Despite the added amenities, Khalifa had never warmed to the place. And not just because of Yusuf’s air-conditioning experiments. Even after all these months he still felt like a stranger in his own home.
Partly it was the neighbours. There was a nice old lady who lived on the floor below, and the family in the adjoining apartment were decent enough even if they did insist on having their TV on full volume 24/7. But there was none of the closeness there had been in the old block, none of the sense of community that comes with living in a place for sixteen years. In the old apartment they had belonged. Here they didn’t. Every time he came home Khalifa was struck by the same sense of isolation. Of having got off the bus at the wrong stop.
Worse than that was the soullessness of the place. There were no memories or connections here. No feelings. Nothing to anchor them. Losing their old apartment had been like losing a swathe of their past. Even with all their stuff in it the new flat felt . . . empty.
Furniture you could bring with you. Associations, he had discovered, were strictly non-transferable.
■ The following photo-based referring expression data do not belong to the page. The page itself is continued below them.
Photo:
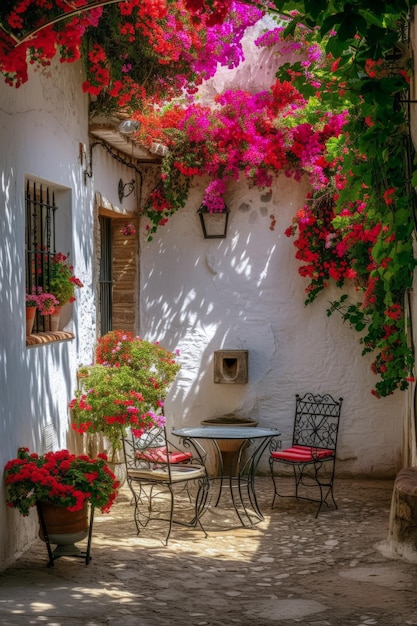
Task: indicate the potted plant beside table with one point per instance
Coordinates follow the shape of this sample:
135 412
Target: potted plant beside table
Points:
63 487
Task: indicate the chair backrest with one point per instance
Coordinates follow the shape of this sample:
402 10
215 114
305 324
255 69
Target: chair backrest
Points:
316 422
147 451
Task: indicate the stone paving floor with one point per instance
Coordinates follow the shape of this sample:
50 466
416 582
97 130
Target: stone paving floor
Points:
289 569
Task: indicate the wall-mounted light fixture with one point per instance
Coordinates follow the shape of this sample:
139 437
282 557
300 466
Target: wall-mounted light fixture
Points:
125 189
214 224
128 127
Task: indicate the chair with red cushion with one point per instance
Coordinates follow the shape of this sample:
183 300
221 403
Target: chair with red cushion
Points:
312 454
159 474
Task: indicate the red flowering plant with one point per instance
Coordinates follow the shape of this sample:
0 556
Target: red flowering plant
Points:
125 388
59 478
61 279
44 302
364 236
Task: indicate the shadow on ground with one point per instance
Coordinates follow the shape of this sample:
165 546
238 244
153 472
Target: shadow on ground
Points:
289 569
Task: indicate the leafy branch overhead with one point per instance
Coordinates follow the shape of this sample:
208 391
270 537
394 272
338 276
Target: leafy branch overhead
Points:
337 114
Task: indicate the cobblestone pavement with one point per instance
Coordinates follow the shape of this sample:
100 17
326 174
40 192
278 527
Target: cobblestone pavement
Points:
289 569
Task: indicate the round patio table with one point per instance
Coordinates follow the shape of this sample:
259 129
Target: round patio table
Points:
241 476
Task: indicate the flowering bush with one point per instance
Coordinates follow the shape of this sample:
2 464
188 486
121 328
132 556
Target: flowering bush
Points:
62 281
124 389
357 228
60 478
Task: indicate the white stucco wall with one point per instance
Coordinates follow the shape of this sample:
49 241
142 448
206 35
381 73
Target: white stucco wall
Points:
41 127
244 292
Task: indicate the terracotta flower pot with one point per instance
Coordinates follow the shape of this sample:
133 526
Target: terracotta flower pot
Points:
64 528
54 319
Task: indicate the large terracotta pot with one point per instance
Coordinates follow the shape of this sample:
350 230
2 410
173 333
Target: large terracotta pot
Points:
64 528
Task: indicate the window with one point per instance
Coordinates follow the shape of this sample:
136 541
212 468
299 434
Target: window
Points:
47 231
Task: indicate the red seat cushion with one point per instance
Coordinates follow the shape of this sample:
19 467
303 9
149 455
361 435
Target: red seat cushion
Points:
160 455
302 454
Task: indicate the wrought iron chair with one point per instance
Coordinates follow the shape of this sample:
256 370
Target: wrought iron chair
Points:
155 469
314 441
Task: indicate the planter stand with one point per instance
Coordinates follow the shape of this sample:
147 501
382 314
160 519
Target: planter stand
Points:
66 549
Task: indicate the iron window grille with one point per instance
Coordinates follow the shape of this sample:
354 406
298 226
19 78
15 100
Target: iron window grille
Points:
40 240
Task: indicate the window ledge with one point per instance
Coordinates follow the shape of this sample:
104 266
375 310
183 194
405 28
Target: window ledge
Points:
39 339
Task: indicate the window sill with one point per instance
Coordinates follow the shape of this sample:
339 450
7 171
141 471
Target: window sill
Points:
40 339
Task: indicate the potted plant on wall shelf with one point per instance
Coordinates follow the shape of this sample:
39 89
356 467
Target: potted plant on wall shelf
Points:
62 283
61 485
45 303
125 388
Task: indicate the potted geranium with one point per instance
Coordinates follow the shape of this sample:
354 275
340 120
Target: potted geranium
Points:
37 300
125 388
60 478
62 486
62 281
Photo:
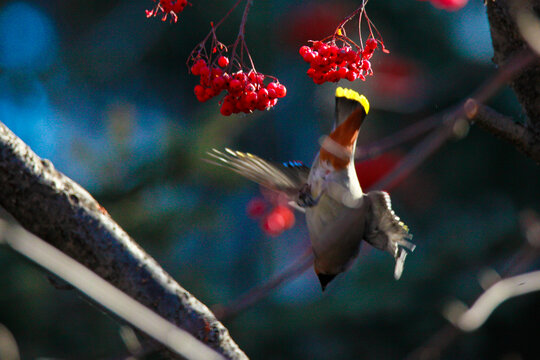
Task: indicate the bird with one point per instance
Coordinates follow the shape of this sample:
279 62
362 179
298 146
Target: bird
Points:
339 215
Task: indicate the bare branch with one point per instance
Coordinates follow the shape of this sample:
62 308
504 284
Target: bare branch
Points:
504 127
99 290
258 293
55 208
508 41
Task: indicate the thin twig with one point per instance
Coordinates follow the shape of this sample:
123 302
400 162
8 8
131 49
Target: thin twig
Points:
505 128
520 260
409 133
101 291
256 294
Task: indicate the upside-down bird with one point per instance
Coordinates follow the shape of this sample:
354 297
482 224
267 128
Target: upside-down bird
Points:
339 214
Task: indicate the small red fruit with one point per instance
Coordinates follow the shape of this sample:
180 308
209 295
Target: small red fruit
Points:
223 61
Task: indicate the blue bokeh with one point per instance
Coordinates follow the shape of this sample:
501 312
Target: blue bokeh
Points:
28 40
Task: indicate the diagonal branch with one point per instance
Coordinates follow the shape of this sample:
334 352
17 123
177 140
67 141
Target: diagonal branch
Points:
505 128
55 208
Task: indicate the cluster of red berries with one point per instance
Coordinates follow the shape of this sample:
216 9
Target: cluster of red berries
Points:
245 91
328 62
273 222
168 7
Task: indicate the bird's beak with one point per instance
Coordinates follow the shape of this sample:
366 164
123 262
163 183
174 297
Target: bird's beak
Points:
324 279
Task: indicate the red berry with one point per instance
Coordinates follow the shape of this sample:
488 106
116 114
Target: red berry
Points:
371 43
223 61
235 86
256 208
272 94
251 98
366 65
304 50
219 83
204 71
351 76
262 93
198 90
281 91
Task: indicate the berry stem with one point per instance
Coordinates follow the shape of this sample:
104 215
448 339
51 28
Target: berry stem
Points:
241 35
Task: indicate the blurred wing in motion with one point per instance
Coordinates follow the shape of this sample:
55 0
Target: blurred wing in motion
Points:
386 232
288 177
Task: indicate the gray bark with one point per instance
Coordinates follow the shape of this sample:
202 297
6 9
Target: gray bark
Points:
55 208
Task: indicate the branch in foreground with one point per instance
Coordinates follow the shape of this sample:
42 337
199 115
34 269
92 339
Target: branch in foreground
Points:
501 291
520 260
504 127
258 293
99 290
55 208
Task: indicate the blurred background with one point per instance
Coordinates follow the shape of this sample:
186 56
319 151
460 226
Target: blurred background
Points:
105 94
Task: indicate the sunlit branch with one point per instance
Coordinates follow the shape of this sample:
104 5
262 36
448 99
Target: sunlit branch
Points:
59 211
99 290
526 255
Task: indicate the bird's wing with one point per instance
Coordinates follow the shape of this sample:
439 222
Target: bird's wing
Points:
386 232
288 177
347 102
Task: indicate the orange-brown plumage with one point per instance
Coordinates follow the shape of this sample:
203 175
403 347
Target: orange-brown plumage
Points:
344 135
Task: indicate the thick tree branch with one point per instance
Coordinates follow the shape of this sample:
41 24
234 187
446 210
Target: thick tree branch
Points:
508 41
58 210
504 127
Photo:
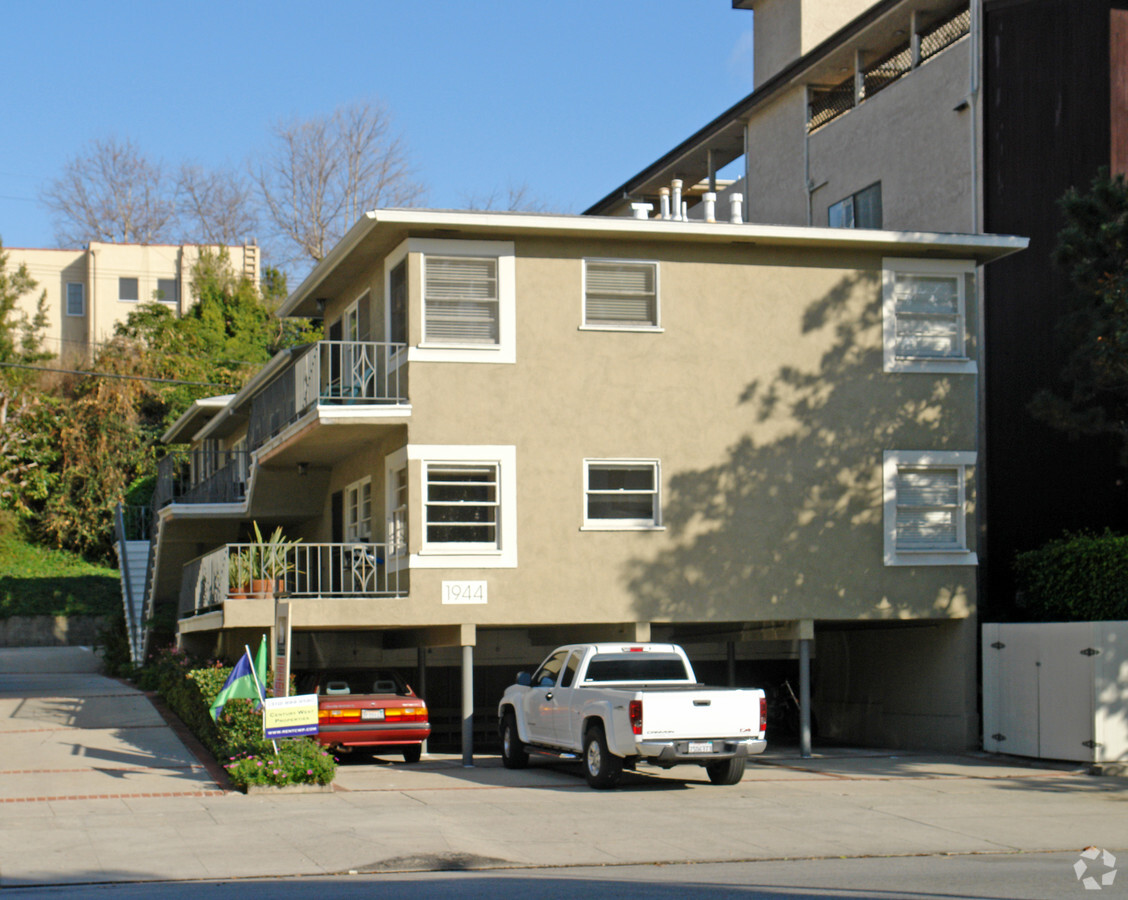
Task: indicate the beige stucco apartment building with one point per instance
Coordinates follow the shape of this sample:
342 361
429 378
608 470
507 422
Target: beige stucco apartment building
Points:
523 430
90 290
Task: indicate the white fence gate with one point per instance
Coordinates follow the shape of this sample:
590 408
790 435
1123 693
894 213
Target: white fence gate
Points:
1056 690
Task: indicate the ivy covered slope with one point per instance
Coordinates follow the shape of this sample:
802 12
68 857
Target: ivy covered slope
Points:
35 581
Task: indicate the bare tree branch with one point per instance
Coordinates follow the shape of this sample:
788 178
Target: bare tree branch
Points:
323 173
112 192
214 205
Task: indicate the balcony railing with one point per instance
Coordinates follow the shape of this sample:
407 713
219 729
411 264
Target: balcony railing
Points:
239 571
331 372
202 476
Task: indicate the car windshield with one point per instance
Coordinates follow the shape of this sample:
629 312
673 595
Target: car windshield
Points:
636 667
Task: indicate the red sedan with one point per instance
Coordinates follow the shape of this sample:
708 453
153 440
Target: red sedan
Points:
375 709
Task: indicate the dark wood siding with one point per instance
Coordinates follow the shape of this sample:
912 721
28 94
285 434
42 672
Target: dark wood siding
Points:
1047 124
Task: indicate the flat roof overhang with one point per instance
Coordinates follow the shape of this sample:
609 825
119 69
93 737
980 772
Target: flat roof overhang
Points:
380 231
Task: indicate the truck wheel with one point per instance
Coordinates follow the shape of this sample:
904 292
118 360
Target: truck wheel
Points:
726 770
513 755
600 767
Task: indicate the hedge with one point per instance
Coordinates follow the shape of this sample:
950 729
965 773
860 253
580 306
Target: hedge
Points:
1080 576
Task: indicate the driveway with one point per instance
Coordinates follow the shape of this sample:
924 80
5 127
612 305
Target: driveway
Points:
70 733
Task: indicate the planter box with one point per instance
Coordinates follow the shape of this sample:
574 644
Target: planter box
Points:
289 788
1057 690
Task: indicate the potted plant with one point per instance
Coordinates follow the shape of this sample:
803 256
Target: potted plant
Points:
274 561
239 567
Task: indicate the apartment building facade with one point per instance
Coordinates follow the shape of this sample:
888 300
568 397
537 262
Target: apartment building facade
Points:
526 430
90 290
941 115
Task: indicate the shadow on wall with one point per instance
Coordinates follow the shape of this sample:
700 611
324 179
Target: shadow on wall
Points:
789 523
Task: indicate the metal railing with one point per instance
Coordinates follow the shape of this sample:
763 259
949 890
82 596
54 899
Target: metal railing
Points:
239 571
202 476
335 372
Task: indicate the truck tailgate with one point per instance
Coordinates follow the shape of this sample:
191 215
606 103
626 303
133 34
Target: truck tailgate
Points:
699 713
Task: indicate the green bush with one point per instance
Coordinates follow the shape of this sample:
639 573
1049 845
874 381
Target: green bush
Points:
1076 578
298 761
190 687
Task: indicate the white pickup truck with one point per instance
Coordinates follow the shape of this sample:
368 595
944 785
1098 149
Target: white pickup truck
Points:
615 705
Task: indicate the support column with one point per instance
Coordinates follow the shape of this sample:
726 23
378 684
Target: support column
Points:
468 638
421 677
805 638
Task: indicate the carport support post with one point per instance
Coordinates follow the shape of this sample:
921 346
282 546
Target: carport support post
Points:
468 641
805 636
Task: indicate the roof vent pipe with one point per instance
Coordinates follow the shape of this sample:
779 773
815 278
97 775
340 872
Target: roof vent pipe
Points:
736 202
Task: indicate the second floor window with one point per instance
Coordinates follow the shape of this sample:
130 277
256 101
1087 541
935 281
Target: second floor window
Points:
460 300
619 294
860 210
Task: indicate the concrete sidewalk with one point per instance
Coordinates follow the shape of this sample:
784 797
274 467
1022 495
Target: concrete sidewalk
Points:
438 814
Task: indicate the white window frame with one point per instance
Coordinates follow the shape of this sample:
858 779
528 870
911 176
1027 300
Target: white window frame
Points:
358 527
959 363
895 460
503 555
602 326
129 299
81 298
624 525
504 351
175 301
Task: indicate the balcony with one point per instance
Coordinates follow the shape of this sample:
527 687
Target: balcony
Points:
238 572
202 476
328 373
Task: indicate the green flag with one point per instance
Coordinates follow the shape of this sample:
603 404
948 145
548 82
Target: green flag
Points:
243 681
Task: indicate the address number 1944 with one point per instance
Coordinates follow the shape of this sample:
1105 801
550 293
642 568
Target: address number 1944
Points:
464 592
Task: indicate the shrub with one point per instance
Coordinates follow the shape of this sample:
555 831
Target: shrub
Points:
1076 578
298 761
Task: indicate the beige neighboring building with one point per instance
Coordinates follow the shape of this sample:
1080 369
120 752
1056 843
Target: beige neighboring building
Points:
527 430
90 290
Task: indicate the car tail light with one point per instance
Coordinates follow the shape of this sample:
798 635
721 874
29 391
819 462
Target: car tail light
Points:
635 716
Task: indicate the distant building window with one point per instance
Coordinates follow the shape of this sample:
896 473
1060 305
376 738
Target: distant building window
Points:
622 494
76 298
168 290
619 294
924 315
860 210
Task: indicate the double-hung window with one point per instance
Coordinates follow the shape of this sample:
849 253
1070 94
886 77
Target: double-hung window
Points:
926 508
76 298
460 300
622 494
619 293
924 315
461 505
128 290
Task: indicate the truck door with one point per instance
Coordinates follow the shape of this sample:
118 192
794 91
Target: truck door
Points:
539 699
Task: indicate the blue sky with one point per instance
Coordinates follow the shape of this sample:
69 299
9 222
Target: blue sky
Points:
569 98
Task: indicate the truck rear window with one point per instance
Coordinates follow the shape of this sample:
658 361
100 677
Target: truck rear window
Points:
636 667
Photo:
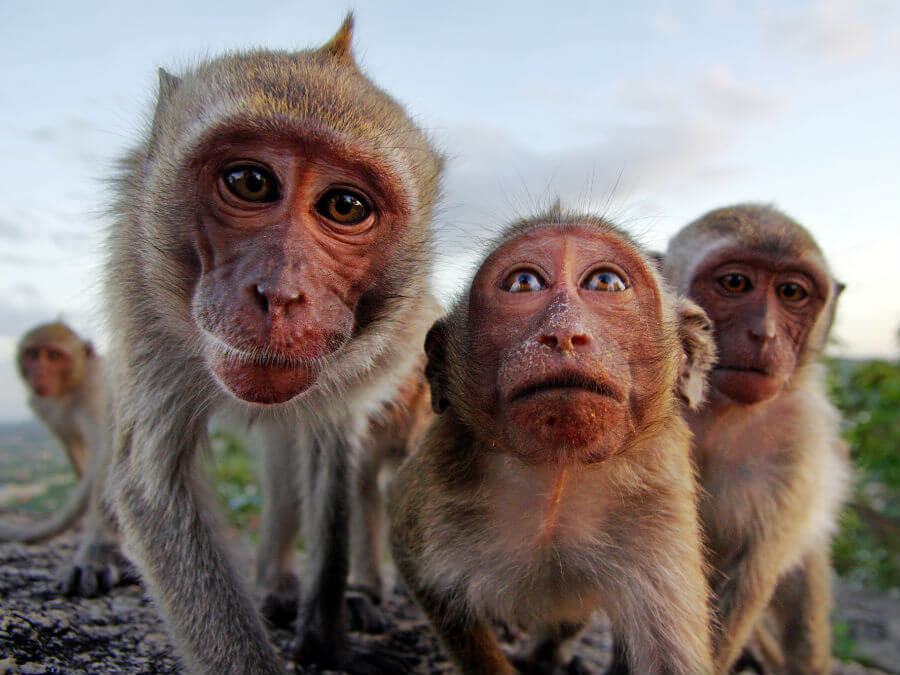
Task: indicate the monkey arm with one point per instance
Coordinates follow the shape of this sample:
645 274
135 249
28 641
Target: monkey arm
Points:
169 525
802 604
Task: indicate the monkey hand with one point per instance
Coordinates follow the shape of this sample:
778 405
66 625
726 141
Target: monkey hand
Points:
96 567
279 604
364 612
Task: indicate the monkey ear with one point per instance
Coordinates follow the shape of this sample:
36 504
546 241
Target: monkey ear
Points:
436 367
340 46
695 330
168 83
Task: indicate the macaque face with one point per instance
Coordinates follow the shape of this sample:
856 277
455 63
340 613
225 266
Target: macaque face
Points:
292 235
558 320
763 310
47 369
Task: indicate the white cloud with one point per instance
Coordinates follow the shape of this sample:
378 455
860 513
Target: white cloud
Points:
840 29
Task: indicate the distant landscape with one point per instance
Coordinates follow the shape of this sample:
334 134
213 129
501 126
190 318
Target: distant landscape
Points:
35 477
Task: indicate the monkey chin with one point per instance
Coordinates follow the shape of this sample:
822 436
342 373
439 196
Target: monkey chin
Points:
563 426
746 386
261 384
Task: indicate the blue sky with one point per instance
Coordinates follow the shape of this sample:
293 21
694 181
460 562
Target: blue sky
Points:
650 112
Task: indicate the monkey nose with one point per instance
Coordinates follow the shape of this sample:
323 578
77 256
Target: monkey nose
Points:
272 300
564 341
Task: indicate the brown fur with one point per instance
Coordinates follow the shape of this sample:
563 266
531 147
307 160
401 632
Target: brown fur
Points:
775 472
315 100
464 508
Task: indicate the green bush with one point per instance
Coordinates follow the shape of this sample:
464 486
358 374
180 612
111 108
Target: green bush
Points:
867 548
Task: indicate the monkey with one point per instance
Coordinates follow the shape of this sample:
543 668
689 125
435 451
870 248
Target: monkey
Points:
773 467
69 393
268 257
556 478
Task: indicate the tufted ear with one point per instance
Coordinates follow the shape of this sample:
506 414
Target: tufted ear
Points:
695 330
168 84
436 367
340 46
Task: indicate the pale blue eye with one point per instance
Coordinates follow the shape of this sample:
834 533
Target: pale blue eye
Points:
604 280
523 281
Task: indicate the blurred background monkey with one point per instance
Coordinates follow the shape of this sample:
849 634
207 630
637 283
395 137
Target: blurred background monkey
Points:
772 463
69 393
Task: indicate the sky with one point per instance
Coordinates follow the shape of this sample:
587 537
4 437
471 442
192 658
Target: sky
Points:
649 112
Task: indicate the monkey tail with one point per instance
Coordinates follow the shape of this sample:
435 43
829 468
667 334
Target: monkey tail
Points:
76 504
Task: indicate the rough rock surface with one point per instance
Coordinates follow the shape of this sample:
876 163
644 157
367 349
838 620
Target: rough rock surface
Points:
41 632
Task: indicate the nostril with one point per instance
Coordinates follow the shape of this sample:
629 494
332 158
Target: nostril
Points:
261 298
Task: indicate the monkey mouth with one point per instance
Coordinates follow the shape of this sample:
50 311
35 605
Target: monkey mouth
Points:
565 381
745 369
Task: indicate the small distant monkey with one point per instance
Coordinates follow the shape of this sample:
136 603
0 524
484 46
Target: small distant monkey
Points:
68 392
269 257
557 478
772 464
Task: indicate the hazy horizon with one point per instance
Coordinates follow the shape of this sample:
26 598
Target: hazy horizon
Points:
649 112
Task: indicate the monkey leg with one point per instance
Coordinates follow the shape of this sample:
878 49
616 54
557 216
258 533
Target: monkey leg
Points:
321 628
547 654
170 527
802 605
741 601
97 565
280 524
366 546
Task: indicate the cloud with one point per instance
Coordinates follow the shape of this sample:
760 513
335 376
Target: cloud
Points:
840 29
671 136
8 230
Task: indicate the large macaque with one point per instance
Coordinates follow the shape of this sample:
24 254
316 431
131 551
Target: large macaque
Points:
557 478
773 467
270 256
68 391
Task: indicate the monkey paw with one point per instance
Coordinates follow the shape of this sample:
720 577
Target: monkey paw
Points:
279 604
94 570
364 612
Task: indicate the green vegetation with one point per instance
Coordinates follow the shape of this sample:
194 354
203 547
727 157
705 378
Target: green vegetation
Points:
867 549
236 481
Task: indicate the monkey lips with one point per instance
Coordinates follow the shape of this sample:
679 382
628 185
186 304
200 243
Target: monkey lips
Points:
567 417
256 382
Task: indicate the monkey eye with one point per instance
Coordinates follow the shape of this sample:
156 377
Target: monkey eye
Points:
735 283
343 206
791 291
523 281
251 183
604 280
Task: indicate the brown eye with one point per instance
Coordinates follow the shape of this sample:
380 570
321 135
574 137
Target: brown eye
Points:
523 281
251 183
604 280
792 292
735 283
343 206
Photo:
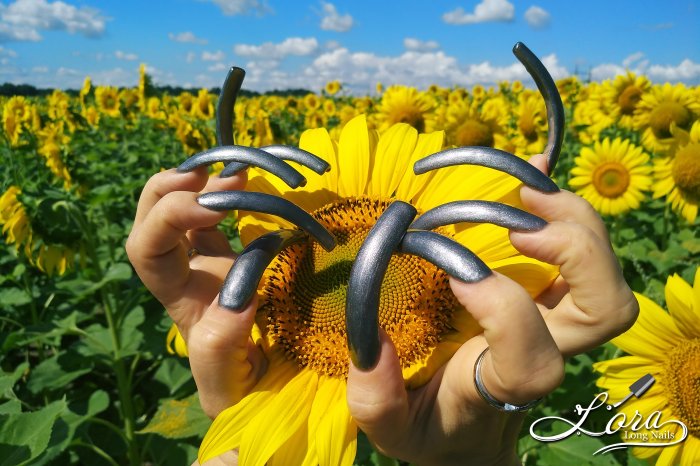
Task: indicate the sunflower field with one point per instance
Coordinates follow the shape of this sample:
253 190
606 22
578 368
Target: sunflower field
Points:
91 370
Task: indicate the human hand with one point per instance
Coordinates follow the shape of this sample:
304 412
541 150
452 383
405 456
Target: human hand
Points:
446 421
168 224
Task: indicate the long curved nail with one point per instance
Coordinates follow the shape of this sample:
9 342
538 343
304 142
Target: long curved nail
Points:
224 108
552 100
449 255
478 212
268 204
242 280
294 154
249 155
364 285
491 158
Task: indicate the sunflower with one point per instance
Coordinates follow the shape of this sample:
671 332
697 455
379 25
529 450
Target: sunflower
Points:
659 109
468 125
678 176
107 98
402 104
333 87
667 346
18 230
297 413
612 175
623 95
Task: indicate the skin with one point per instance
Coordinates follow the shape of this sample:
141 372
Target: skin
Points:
444 422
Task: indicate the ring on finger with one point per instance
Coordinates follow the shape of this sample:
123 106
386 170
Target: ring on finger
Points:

He popped his head round the door of his oldest son Ali’s room, as he always did when he came in, then continued into the kitchen, where his daughter Batah was preparing dinner.
‘Good day?’ he asked, wrapping his arms around her and kissing her forehead.
‘Wonderful,’ she replied, returning the embrace. ‘Auntie Sama was here.’
‘That must have been exciting.’
‘It certainly was. She told us all about the shopping trip Uncle Hosni’s just taken her on to Dubai.
All
about it.’
The sarcasm was subtle, but unmistakable. Khalifa smiled and flicked her nose. She was seventeen now, and so like Zenab when she’d been younger. In looks – slim, long dark hair, huge eyes – but also in her sense of humour.
‘How is she?’ he asked.
‘OK. She’s watching . . .’
Batah dipped her head towards the far end of the flat. Khalifa nodded, kissed her again and headed down the corridor into the living room where Zenab was curled on the couch with Yusuf in her arms. They were watching Ali’s
Mary Poppins
DVD, humming along to the rousing strains of ‘Let’s Go Fly a Kite’. Or, as the Egyptian subtitles rendered it: ‘We’re sending our kite into the sky.’